The share of all U.S. mortgages in forbearance rose to 7.91% during the week ended May 3, from 7.54% in the prior week, the Mortgage Bankers Association said in a Monday report.
While the pace of requests for deferred payments is slowing, the number of forbearance approvals likely will continue to increase, said Mike Fratantoni, MBA’s chief economist.
“It will not be surprising if the forbearance numbers continue to rise,” Fratantoni said. “The dreadful April jobs report showed a decline of more than 20 million jobs, and a spike in the unemployment rate to the highest level since the Great Depression.”
The U.S. unemployment rate jumped to a record high of 14.7% in April, more than tripling from March, the Labor Department said on Friday. States were forced to close businesses to avoid overwhelming hospitals with COVID-19 patients after supply shortages stymied public health officials trying to contain the outbreak using the traditional method of testing and tracing.

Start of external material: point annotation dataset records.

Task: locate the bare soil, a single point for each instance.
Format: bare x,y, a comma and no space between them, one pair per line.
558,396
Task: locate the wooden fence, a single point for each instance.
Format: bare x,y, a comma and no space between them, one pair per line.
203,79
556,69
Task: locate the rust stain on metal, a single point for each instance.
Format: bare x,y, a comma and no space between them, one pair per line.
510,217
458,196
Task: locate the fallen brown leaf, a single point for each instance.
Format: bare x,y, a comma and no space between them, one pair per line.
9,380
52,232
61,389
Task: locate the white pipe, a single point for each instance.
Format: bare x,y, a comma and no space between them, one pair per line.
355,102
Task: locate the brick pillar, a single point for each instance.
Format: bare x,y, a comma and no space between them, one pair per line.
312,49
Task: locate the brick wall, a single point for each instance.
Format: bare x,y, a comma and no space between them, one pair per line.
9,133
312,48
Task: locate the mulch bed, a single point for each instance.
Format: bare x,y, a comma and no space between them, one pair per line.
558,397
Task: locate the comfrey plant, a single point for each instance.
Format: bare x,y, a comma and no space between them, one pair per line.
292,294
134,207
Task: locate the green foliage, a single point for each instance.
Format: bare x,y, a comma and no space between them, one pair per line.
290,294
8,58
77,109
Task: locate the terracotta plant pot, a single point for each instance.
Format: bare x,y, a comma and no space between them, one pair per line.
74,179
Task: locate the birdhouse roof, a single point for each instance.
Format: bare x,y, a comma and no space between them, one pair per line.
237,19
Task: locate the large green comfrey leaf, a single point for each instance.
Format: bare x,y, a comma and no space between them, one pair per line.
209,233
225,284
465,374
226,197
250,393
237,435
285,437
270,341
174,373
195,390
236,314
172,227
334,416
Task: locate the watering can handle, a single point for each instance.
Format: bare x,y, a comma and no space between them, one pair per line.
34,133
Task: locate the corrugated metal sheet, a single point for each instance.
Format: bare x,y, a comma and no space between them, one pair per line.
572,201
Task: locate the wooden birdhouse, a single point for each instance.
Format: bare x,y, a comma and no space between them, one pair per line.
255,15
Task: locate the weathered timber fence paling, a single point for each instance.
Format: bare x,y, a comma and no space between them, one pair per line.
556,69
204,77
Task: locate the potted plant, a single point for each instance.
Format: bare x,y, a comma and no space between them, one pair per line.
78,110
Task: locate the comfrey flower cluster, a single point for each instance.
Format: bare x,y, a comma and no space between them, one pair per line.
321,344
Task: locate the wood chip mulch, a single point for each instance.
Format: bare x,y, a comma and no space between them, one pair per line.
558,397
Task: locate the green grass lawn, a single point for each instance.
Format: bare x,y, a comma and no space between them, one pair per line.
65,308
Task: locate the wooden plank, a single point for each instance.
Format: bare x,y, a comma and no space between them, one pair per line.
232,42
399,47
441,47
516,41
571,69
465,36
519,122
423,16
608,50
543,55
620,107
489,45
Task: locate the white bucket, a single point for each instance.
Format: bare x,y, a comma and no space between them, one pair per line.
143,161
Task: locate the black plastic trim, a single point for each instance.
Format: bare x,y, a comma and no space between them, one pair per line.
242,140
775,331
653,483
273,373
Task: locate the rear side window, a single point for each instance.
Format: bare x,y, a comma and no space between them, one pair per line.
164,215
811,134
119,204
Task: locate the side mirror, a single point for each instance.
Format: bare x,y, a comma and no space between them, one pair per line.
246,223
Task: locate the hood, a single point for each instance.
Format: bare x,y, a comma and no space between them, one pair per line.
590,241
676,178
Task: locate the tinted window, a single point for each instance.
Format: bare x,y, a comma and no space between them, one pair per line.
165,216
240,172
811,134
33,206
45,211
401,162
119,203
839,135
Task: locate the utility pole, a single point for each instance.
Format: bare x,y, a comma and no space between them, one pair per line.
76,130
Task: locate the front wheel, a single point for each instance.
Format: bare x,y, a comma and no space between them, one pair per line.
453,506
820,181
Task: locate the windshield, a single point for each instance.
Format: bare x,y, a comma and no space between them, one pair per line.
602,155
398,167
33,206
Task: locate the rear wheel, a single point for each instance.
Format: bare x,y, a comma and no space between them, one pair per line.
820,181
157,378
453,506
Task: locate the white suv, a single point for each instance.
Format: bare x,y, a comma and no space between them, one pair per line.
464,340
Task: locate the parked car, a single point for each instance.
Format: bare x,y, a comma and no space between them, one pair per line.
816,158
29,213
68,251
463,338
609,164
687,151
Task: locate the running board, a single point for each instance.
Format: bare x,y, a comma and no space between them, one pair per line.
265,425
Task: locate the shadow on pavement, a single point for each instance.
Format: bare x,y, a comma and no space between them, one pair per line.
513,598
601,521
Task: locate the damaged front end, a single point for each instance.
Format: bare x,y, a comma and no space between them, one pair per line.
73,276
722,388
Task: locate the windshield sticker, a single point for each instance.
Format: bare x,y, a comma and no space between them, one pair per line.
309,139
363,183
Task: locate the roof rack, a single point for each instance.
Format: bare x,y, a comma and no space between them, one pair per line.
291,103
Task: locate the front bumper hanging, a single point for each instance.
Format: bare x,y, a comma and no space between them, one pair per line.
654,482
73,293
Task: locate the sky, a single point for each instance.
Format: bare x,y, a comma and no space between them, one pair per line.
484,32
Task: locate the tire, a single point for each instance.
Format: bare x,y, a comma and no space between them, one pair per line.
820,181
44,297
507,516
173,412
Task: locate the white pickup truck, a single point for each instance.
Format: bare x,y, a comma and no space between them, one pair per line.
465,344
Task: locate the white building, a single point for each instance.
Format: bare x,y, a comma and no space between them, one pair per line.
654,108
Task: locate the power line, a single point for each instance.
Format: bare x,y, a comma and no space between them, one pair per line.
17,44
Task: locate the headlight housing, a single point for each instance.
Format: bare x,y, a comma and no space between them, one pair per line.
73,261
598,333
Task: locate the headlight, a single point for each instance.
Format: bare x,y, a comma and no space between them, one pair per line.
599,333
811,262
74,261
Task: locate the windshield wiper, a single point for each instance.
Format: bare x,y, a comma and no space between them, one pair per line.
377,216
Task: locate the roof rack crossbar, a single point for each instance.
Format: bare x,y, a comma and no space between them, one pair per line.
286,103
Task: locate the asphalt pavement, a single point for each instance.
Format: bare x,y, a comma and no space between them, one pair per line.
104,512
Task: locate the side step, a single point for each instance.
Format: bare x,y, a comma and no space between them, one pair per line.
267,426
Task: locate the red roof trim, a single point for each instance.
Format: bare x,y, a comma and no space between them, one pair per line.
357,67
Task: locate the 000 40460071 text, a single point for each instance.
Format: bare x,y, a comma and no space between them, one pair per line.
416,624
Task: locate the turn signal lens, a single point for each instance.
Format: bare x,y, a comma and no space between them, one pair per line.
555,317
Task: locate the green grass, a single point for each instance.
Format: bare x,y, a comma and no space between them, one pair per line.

Forbearance requests as a share of overall servicing volume dropped across all investor types for the fourth consecutive week: to 0.51% from 0.63%, Fratantoni said.

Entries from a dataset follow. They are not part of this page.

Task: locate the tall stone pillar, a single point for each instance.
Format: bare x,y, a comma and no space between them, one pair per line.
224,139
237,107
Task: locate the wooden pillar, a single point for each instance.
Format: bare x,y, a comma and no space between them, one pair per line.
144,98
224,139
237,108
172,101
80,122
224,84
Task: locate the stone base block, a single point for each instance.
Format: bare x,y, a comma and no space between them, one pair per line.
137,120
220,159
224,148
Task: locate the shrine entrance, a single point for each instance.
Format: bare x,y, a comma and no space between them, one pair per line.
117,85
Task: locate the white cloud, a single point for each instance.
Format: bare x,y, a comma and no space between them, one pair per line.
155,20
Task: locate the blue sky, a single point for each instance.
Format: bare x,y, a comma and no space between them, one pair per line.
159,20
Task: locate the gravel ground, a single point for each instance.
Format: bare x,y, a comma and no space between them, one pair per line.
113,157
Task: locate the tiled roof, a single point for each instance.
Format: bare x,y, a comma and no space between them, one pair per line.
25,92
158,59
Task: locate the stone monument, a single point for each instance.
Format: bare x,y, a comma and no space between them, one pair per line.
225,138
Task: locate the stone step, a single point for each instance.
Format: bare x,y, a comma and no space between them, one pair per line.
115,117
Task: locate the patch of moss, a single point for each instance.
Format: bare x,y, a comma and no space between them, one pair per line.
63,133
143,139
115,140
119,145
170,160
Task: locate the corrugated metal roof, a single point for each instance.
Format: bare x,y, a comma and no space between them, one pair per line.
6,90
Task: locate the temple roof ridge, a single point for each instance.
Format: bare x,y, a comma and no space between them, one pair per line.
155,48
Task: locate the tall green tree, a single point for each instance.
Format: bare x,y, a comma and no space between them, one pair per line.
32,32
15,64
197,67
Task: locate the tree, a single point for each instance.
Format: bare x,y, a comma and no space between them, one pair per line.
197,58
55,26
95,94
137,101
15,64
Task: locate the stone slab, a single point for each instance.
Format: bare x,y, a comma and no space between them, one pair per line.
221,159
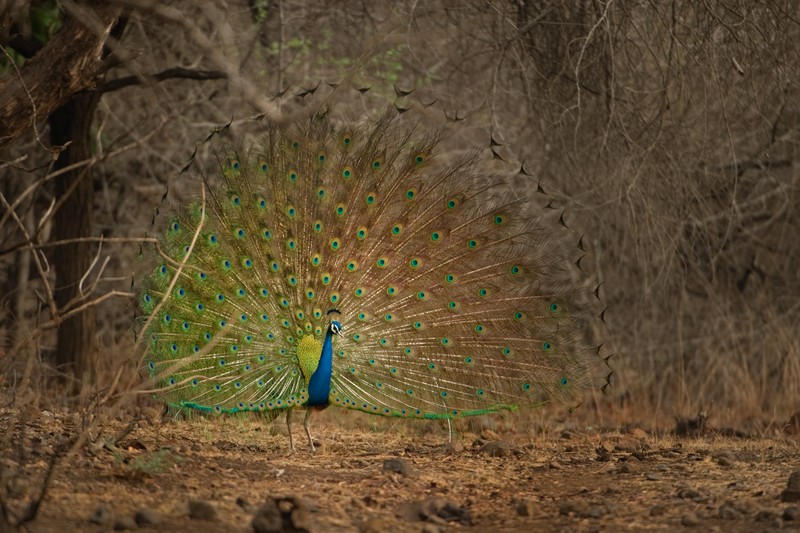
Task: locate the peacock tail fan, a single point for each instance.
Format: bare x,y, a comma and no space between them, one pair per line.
453,299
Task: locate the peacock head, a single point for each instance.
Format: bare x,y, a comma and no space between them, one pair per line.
336,327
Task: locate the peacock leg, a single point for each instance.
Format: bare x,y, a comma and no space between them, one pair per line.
308,431
289,427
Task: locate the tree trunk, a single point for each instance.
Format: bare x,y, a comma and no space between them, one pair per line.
76,351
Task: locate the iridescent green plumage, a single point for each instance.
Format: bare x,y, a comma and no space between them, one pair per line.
453,302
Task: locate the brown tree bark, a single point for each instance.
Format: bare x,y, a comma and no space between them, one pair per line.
76,352
71,62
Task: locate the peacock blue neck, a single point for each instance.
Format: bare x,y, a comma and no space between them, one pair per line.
319,386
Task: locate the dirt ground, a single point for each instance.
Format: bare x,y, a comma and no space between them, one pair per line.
217,474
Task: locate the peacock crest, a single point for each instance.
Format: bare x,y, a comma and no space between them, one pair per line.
355,264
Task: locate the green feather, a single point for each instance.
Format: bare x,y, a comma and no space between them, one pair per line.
452,302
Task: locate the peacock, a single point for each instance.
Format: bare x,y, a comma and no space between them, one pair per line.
354,262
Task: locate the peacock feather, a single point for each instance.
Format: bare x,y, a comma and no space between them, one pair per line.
354,264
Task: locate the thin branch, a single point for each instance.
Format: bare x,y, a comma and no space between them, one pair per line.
170,73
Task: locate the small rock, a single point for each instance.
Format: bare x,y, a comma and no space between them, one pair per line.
725,458
454,447
606,446
489,434
577,507
766,516
729,512
124,523
792,491
629,445
527,508
658,510
690,520
101,516
689,493
397,466
147,517
497,448
595,511
434,509
626,468
200,510
268,518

“Incoming forbearance requests continued to slow,” he said.
Measured by the type of investor, Ginnie Mae mortgages were most likely to be in forbearance. Those loan pools, containing mortgages primarily backed by the Federal Housing Administration and the Veterans Administration, had a 10.96% share in forbearance, up from 10.45% in the prior week, the MBA report said.
The share of Fannie Mae and Freddie Mac loans in forbearance rose to 6.08% from 5.85%, MBA said.
Looking at private-label mortgage-backed securities and portfolio loans, meaning mortgages retained by lenders, the forbearance share rose to 8.88% from 8.3%, the report said.
Prior to COVID-19 shutting down the U.S. economy, the overall forbearance rate was 0.25%, MBA said in the report.